The girl looking back at her was a stranger—thin from years of eating scraps, her hair limp and lifeless, her skin pale from rarely seeing sunlight. But her eyes... her eyes burned with something that twenty-four years of abuse hadn't managed to extinguish.

"I won't agree to what Hector wants. I won't marry him," she vowed to her reflection.

Instead of sleeping that night, she sat by the small window, staring out at the world beyond the mansion's walls. The city lights twinkled in the distance like stars she could never reach. Her mind raced with plans, each more desperate than the last.

She might have been sheltered, but she wasn't completely ignorant. The maids gossiped when they thought no one was listening. She knew about the Trusons—the wealthiest family in their province, their patriarch's collection of young wives, the scandal from two years ago involving rape and prostitution that had been hushed up with money and threats.

Mr. Truson was in his sixties, older than her father, with appetites that would make even hardened criminals squeamish. His first wife had died under 'mysterious circumstances.' His second had thrown herself from a balcony. The others... no one spoke of what happened to the others.

"I need to escape," Hilda whispered into the darkness, her breath fogging the window glass.

But how? She had no money, no identification documents, no friends outside these walls. She didn't even know how to ride public transportation or where she would go if she managed to leave. The world beyond the mansion was as foreign to her as another planet.

The clock on the wall ticked away the hours, each second bringing her closer to a fate worse than death. Tomorrow afternoon, Mr. Truson would come to inspect his new acquisition. He would look at her like a piece of meat, evaluate her worth, decide if she was young and pretty enough to add to his collection.

Hilda pressed her forehead against the cool glass, watching a plane's lights blink across the night sky.
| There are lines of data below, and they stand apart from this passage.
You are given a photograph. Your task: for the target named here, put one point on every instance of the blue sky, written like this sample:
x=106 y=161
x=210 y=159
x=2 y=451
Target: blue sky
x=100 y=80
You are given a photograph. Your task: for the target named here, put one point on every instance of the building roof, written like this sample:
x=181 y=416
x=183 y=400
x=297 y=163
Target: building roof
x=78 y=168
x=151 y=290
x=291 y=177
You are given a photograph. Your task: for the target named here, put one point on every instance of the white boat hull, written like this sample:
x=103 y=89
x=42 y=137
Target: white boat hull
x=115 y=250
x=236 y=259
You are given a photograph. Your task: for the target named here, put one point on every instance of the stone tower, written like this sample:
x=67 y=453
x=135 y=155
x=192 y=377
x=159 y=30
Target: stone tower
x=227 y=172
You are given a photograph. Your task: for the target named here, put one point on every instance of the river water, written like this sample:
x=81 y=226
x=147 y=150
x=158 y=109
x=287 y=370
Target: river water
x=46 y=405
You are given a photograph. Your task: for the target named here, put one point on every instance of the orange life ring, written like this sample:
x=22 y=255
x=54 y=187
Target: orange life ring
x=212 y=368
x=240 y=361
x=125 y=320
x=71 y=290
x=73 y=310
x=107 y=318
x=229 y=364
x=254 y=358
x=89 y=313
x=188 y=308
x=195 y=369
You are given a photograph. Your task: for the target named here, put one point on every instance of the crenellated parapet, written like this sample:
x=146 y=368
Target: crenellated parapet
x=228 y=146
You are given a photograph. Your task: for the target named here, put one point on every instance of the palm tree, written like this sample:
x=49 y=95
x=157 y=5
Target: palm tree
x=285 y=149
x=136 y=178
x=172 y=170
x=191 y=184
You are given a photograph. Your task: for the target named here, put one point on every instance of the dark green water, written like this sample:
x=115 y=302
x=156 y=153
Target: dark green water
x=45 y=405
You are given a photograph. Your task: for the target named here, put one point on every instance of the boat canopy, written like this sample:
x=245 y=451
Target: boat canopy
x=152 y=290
Somewhere out there, people were living normal lives, falling in love by choice, building futures that belonged to them.

"Mother," she whispered to the darkness, "what should I do? How do I escape this cage?"

But the dead couldn't answer, and the living didn't care. She was alone, as she'd always been, with nothing but her desperation and the wild, impossible hope that somehow, someway, she could change her fate before tomorrow's sun condemned her to a monster's bed.